A team of scientists from the U.S., China, France and the University of Ottawa published a paper in the journal Nature Geoscience exploring the Late Ordovician mass extinction event, which took place around 445 million years ago. It is the oldest among the "big five" mass extinction events and saw around 85 per cent of marine species disappear during that time.

“If you had gone snorkeling in an Ordovician sea you would have seen some familiar groups like clams and snails and sponges, but also many other groups that are now very reduced in diversity or entirely extinct like trilobites, brachiopods and crinoids,” said study co-author Seth Finnegan in a news release.

But when these species disappeared, they didn't die off suddenly, like how the dinosaurs did during the Cretaceous extinction 65 million years ago. Instead, the Late Ordovician mass extinction event played over a period of 500,000 to two million years.

The researchers sought to investigate whether a lack of oxygen in the seawater, also known as anoxia, played a part in the mass extinction. Anoxia and global cooling are two of the prevailing hypotheses on the cause of the extinction event.

Measurements of iodine concentration in carbonate rocks from that period were taken from Anticosti Island as well as the Copenhagen Canyon in Nevada.

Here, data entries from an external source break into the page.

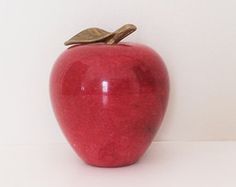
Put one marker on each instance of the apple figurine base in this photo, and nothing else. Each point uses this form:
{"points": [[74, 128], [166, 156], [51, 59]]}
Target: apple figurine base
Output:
{"points": [[109, 100]]}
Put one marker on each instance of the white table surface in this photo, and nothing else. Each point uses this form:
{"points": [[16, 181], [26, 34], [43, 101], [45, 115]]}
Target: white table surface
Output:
{"points": [[166, 164]]}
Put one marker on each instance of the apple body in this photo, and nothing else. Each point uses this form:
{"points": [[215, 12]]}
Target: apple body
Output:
{"points": [[109, 100]]}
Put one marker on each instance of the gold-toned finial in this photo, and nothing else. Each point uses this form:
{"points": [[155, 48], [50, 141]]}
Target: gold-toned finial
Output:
{"points": [[94, 35]]}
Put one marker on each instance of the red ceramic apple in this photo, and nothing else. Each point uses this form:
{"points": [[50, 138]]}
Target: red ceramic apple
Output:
{"points": [[109, 98]]}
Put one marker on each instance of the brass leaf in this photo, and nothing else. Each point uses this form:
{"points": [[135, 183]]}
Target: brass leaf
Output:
{"points": [[90, 35]]}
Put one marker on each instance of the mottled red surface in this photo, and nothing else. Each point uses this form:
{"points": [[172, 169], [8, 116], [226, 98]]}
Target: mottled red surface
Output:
{"points": [[109, 100]]}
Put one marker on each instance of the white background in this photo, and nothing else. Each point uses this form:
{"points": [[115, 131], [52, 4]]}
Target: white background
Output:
{"points": [[197, 40]]}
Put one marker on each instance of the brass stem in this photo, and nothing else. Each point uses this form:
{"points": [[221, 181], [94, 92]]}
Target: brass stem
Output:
{"points": [[121, 33]]}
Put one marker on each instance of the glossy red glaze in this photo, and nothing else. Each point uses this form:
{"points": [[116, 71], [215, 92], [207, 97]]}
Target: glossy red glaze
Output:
{"points": [[109, 100]]}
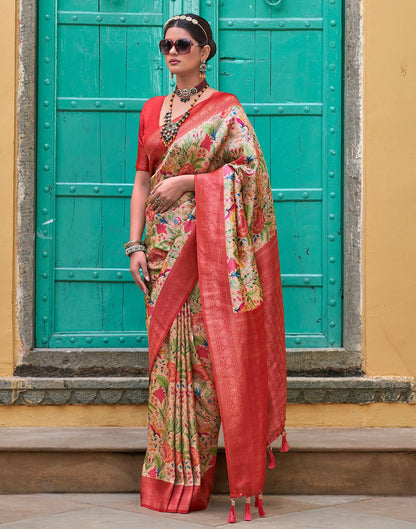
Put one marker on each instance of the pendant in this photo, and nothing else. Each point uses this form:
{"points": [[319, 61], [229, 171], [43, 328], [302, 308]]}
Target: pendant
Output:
{"points": [[169, 131], [185, 94]]}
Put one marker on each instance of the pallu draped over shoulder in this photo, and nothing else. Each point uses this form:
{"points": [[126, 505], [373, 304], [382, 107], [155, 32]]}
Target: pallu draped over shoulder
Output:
{"points": [[214, 312]]}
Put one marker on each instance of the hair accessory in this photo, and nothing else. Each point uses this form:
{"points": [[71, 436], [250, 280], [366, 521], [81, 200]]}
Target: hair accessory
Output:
{"points": [[170, 128], [188, 19], [186, 93], [202, 69]]}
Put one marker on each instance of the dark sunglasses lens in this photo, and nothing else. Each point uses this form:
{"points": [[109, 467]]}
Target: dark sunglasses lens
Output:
{"points": [[183, 46], [165, 45]]}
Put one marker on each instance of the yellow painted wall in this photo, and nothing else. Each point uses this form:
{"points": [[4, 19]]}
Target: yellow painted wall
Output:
{"points": [[390, 187], [389, 229]]}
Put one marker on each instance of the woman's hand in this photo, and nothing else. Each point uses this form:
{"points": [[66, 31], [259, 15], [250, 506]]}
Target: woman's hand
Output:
{"points": [[138, 262], [165, 193]]}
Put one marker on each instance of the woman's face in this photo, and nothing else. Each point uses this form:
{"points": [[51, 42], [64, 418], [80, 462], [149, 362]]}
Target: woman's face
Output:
{"points": [[184, 64]]}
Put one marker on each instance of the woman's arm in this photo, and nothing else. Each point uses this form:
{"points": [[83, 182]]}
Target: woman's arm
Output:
{"points": [[170, 190], [139, 195]]}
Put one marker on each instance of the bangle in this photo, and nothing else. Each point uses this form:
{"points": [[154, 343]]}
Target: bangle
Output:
{"points": [[135, 248], [130, 243]]}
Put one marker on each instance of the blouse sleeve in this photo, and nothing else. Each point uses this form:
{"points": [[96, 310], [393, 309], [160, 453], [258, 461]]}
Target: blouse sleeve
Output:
{"points": [[142, 161]]}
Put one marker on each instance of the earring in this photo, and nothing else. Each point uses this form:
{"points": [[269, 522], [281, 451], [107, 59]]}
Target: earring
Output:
{"points": [[202, 69]]}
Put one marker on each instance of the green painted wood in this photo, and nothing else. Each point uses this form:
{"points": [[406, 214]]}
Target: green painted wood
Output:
{"points": [[98, 64], [285, 64]]}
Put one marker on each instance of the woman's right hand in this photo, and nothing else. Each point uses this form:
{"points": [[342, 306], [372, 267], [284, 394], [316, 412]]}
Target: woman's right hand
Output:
{"points": [[138, 262]]}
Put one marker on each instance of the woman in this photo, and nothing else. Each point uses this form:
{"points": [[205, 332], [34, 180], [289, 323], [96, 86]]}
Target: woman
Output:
{"points": [[209, 269]]}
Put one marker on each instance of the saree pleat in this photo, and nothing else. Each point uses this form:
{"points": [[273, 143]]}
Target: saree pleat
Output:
{"points": [[214, 313]]}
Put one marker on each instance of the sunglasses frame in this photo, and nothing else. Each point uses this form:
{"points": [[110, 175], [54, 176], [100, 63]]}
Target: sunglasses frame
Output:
{"points": [[173, 45]]}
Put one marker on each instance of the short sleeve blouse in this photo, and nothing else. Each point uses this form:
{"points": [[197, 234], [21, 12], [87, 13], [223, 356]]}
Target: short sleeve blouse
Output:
{"points": [[149, 122]]}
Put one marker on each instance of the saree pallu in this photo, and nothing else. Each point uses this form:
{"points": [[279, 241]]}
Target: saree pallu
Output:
{"points": [[214, 313]]}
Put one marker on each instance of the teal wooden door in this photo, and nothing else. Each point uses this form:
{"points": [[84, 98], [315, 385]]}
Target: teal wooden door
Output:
{"points": [[98, 63]]}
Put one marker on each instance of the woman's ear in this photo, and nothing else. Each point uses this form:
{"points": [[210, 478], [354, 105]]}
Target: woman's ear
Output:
{"points": [[205, 52]]}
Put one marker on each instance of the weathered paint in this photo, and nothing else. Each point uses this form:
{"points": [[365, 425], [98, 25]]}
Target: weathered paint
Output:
{"points": [[7, 157]]}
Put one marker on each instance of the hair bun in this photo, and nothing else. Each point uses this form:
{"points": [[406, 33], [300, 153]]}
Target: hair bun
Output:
{"points": [[213, 47]]}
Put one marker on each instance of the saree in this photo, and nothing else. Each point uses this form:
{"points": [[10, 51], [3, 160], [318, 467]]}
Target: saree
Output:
{"points": [[214, 312]]}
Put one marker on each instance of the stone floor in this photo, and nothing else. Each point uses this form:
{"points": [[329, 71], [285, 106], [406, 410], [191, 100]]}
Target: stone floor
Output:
{"points": [[113, 511]]}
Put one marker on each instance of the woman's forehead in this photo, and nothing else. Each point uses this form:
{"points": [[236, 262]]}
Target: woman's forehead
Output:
{"points": [[177, 33]]}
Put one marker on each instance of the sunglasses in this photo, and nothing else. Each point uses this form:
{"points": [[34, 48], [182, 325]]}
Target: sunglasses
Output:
{"points": [[182, 46]]}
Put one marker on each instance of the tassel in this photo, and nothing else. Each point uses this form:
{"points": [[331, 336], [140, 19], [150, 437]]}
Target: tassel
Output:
{"points": [[232, 517], [272, 464], [247, 516], [259, 504], [285, 445]]}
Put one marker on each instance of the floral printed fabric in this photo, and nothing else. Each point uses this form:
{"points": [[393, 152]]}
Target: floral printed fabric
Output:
{"points": [[184, 416]]}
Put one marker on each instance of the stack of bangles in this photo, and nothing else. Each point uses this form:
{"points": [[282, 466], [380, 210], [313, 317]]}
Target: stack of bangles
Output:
{"points": [[134, 246]]}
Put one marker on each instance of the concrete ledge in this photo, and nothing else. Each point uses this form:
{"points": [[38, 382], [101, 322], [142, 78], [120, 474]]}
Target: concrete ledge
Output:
{"points": [[116, 439], [36, 391], [320, 461]]}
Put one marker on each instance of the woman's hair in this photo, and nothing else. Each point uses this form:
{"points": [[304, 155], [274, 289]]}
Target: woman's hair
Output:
{"points": [[195, 30]]}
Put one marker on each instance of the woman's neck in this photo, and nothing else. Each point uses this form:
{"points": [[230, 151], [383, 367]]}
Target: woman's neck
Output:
{"points": [[187, 81]]}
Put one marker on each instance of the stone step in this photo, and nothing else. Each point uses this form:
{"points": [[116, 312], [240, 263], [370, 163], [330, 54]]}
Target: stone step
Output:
{"points": [[135, 362], [320, 461], [134, 390]]}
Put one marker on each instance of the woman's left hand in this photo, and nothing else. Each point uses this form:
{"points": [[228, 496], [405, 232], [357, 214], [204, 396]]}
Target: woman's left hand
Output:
{"points": [[165, 193]]}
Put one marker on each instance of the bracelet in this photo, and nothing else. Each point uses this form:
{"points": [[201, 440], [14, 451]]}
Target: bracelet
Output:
{"points": [[130, 243], [135, 248]]}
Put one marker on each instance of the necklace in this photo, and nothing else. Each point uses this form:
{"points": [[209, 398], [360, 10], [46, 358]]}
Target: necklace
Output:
{"points": [[170, 128], [186, 93]]}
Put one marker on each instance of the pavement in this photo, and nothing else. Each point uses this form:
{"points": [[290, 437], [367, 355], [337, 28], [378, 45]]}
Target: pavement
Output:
{"points": [[113, 511]]}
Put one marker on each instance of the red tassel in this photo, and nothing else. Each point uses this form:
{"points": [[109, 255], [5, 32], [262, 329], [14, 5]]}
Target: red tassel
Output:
{"points": [[247, 516], [232, 517], [285, 445], [272, 464], [259, 505]]}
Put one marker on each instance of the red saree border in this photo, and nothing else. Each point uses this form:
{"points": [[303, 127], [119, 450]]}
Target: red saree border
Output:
{"points": [[176, 289], [240, 376], [268, 266]]}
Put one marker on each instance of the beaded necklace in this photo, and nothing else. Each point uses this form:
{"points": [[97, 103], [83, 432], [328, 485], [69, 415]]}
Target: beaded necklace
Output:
{"points": [[186, 93], [170, 128]]}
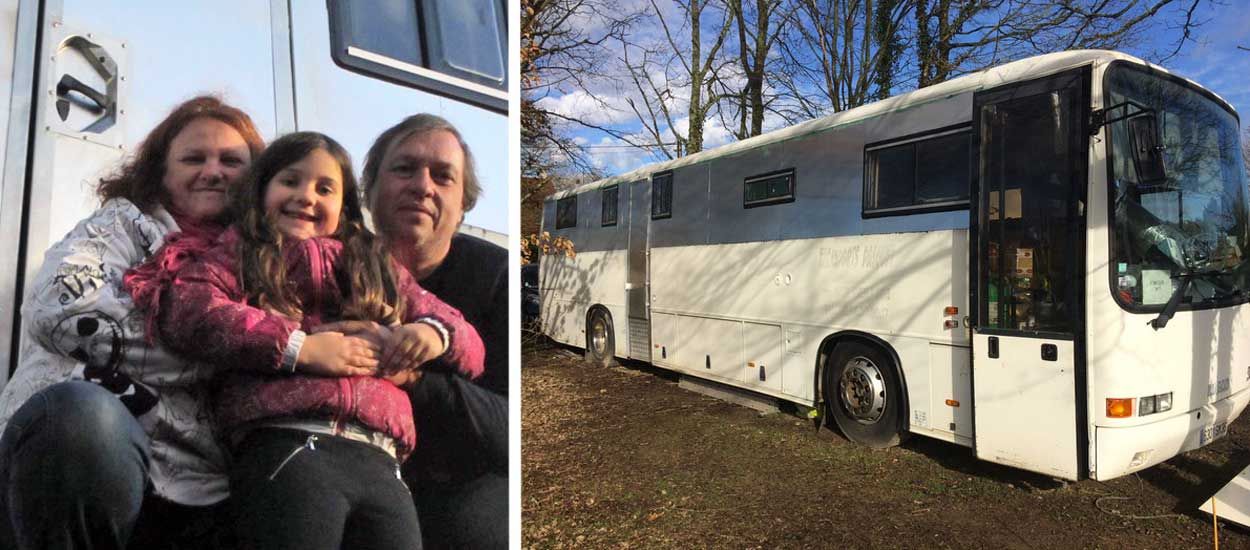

These samples, combined with computer modelling simulations, would offer clues regarding the oxygen levels at various oceanic depths.

The data showed no evidence that oxygen levels decreased in the shallow ocean, where most organisms lived.

"Upper-ocean oxygenation in response to cooling was anticipated, because atmospheric oxygen preferentially dissolves in cold waters,” said lead author Alexandre Pohl in a news release.

These findings show that a cooling climate, rather than a lack of oxygen in the ocean, was the likely cause of the mass extinction event, the researchers say.

However, researchers were also surprised to find a lack of oxygen in the lower ocean, an outcome that would normally have been associated with volcano-induced global warming.

The researchers say their findings show that no simple relationship exists between temperatures and oxygen levels in the water.

“For decades, the prevailing school of thoughts in our field is that global warming causes the oceans to lose oxygen and thus impact marine habitability, potentially destabilizing the entire ecosystem,” co-author Zunli Lu said in a news release. “In recent years, mounting evidence points to several episodes in Earth’s history when oxygen levels also dropped in cooling climates.”